When an object is placed 55.0cm from a certain converging lens, it forms a real image. When the object is moved to 45.0cm from the lens, the image moves 6.00 cm farther from the lens.
Find the focal length of this lens?
Please someone help me out I tried so many times i keep getting wrong answer.
PHYSICS PLEASE HELP ASAP - bobpursley, Wednesday, March 27, 2013 at 4:45pm
1/f=1/di+1/do
f=dido/(di+do)
but f before the move is f after the move, so
(di+6)(55+45)/(di+55+51)=di55/(di+55)
solve for di. Looks like fun.
then, after you get di, go for f from the lens equation
PHYSICS PLEASE HELP ASAP - Laila, Wednesday, March 27, 2013 at 6:48pm
I found this equation 5380di^2+600di+33000=0 and when i solve i got an imaginary number I had a hard time solving it so could you please help me out I actually redid it and got 3.15 for di i don't know if that's right or not an how to go from there cuz i keep gettind it wrong
To find the focal length of the converging lens, we can use the lens formula:
1/f = 1/di + 1/do
Where:
- f is the focal length of the lens
- di is the image distance
- do is the object distance
We are given that when the object is placed 55.0 cm from the lens, it forms a real image. Let's assign this as the object distance (do) for the first case:
do = 55.0 cm
We are also given that when the object is moved to 45.0 cm from the lens, the image moves 6.00 cm farther from the lens. This means that the image distance (di) changes by 6.00 cm. So, we can write the second case as:
do = 45.0 cm
di = di + 6.00 cm
Now, let's substitute these values into the lens formula:
1/f = 1/(di + 6.00) + 1/45.0
Next, we need to solve this equation for di. To do this, we can multiply both sides of the equation by (di + 6.00)(45.0) to simplify:
45.0(di + 6.00) + (di + 6.00)(di) = (di)(di + 6.00)(45.0)

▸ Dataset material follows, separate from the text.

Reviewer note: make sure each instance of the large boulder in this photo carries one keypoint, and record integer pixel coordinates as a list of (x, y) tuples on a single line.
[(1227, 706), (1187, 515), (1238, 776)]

Expanding and rearranging the equation:
45.0di + 270.0 + di^2 + 6.00di = 45.0di^2 + 270.0di
Rearranging again:
45.0di^2 + (270.0 - 6.00)di - (45.0di + 270.0) = 0
Combining like terms:
45.0di^2 + 264.0di - 45.0di - 270.0 = 0
Simplifying further:
45.0di^2 + 219.0di - 270.0 = 0
Now, we have a quadratic equation in terms of di. We can solve this equation using the quadratic formula:
di = (-b ± √(b^2 - 4ac)) / 2a
For our equation, a = 45.0, b = 219.0, and c = -270.0.
di = (-219.0 ± √(219.0^2 - 4 * 45.0 * -270.0)) / 2 * 45.0
Simplifying the equation inside the square root:
di = (-219.0 ± √(47961.0 + 48600.0)) / 90.0
di = (-219.0 ± √(96561.0)) / 90.0
Calculating the square root:
di = (-219.0 ± 310.6) / 90.0
Now, we have two possible values for di:
di1 = (-219.0 + 310.6) / 90.0 = 3.0192 cm (approximately)
di2 = (-219.0 - 310.6) / 90.0 = -5.4292 cm (approximately)
Since a real image is formed, we can discard the negative value for di. Therefore, the image distance is approximately 3.0192 cm.
Now, we can substitute this value of di back into the lens formula to find the focal length:
1/f = 1/(3.0192 + 6.00) + 1/45.0
Simplifying:
1/f = 1/9.0192 + 1/45.0
Adding the fractions:
1/f = (45.0 + 9.0192) / (9.0192 * 45.0)
1/f = 54.0192 / 406.864
Inverting both sides of the equation:
f = 406.864 / 54.0192
Evaluating this expression:
f ≈ 7.53 cm (approximately)
Therefore, the focal length of the converging lens is approximately 7.53 cm.